The bill improves representational fairness by counting incarcerated people at their home addresses—benefiting communities and the accuracy of redistricting—but shifts political power and population-based funding away from prison-hosting jurisdictions and requires administrative transition costs.
Communities that previously lost population to local prisons (often urban and minority neighborhoods) will regain representation and political clout because incarcerated people will be counted at their pre-incarceration addresses for redistricting.
State and local governments will have more accurate resident counts for redistricting because incarcerated people will be attributed to their home addresses, improving equal representation.
Rural and other jurisdictions will face less incentive to site prisons to inflate population counts, supporting fairer allocation of federal and state funds based on where people actually live.

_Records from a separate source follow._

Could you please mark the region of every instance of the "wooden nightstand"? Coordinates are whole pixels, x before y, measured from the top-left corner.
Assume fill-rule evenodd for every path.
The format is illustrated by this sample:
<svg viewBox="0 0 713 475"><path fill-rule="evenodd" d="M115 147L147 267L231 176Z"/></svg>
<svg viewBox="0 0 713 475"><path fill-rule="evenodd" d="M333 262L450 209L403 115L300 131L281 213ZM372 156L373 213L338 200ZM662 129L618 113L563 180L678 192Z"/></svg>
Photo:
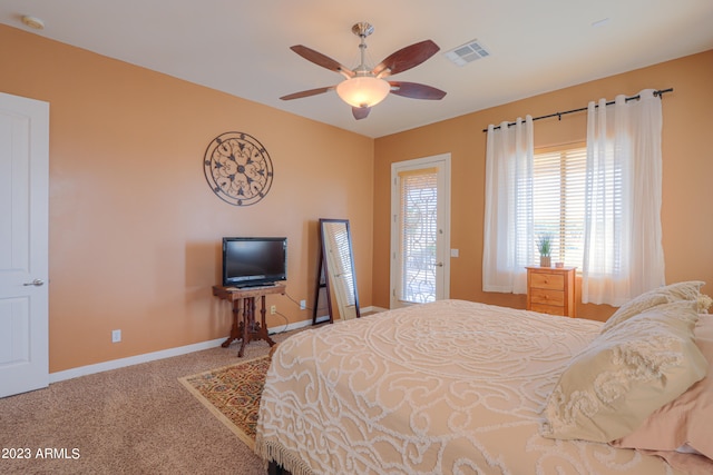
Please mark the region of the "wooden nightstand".
<svg viewBox="0 0 713 475"><path fill-rule="evenodd" d="M527 309L576 317L576 267L527 267Z"/></svg>

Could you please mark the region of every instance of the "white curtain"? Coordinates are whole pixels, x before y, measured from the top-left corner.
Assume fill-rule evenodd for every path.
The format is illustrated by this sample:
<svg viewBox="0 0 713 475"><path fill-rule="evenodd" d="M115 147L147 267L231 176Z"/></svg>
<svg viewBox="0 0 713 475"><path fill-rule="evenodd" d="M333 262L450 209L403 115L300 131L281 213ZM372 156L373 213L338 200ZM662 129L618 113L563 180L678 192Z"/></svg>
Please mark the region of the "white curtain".
<svg viewBox="0 0 713 475"><path fill-rule="evenodd" d="M488 127L482 289L527 293L525 266L535 261L533 118ZM516 219L517 218L517 219Z"/></svg>
<svg viewBox="0 0 713 475"><path fill-rule="evenodd" d="M621 306L664 285L662 112L652 89L587 110L582 301Z"/></svg>

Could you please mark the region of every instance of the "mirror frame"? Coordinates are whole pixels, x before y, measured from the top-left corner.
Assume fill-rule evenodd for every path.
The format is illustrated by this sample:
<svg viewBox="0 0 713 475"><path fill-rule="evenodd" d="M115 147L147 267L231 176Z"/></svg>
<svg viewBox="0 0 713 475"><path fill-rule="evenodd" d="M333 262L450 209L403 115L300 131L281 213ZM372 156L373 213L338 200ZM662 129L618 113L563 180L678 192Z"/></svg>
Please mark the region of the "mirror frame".
<svg viewBox="0 0 713 475"><path fill-rule="evenodd" d="M353 285L353 289L354 289L354 310L355 310L355 318L360 318L361 317L361 311L359 308L359 290L358 290L358 286L356 286L356 269L354 267L354 253L352 249L352 234L351 234L351 228L349 225L349 219L329 219L329 218L320 218L320 239L321 239L321 255L320 255L320 273L324 274L324 285L326 287L326 307L330 314L330 323L334 323L334 311L332 310L332 286L334 286L334 269L330 269L330 265L329 265L329 259L326 258L328 253L326 253L326 239L325 237L325 226L326 224L344 224L345 228L346 228L346 239L349 241L349 265L351 266L351 270L352 270L352 285ZM319 288L318 288L319 291ZM338 300L339 304L339 300ZM346 317L346 313L342 309L339 308L339 315L340 318L342 320L348 320L351 318Z"/></svg>

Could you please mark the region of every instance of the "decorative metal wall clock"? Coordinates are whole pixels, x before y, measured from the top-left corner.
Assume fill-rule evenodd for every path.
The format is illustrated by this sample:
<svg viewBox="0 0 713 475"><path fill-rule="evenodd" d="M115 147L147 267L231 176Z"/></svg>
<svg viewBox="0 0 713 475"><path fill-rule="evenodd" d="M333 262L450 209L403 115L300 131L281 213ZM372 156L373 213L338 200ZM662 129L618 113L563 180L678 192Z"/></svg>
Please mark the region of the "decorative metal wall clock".
<svg viewBox="0 0 713 475"><path fill-rule="evenodd" d="M263 199L273 179L267 150L244 132L225 132L213 139L205 150L203 171L213 192L235 206Z"/></svg>

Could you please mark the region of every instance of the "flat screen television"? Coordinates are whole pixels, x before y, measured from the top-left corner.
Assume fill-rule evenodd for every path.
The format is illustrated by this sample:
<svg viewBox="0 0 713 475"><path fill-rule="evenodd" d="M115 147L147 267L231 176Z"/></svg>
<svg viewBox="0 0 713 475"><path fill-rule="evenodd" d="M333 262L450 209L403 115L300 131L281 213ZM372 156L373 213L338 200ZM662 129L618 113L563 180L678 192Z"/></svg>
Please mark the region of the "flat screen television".
<svg viewBox="0 0 713 475"><path fill-rule="evenodd" d="M286 237L223 238L223 286L254 287L286 279Z"/></svg>

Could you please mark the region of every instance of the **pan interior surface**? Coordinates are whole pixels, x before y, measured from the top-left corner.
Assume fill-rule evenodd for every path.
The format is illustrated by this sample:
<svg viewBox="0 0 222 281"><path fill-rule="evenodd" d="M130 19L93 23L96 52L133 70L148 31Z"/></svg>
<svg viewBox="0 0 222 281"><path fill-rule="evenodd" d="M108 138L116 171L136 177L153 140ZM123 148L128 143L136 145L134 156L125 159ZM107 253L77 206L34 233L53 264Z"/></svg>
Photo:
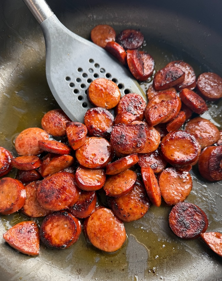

Local and state governments that currently gain population from prison counts (prison-hosting jurisdictions) may lose seats or political influence in redistricting when incarcerated people are counted at home.
Local governments that host prisons could see reductions in federal and state funding tied to population counts, potentially shrinking budgets for services and infrastructure.
The Census Bureau and state/local governments will incur administrative costs and face transition complexity to update processing and redistricting procedures before and after 2030.
Based on analysis of 2 sections of legislative text.
Requires the Census to count incarcerated people at their last usual residence before incarceration starting with the 2030 census and directs states to use that residence for congressional redistricting when applicable.
Introduced February 4, 2026 by Deborah K. Ross · Last progress February 4, 2026
Requires the Census Bureau, starting with the 2030 decennial census, to count people who are incarcerated at their last usual residence before incarceration instead of at the prison location. It also requires states to treat an incarcerated person's pre‑incarceration residence inside the state as that person’s residence for congressional redistricting when the person was counted in the state's apportionment under the previous prison counting rule.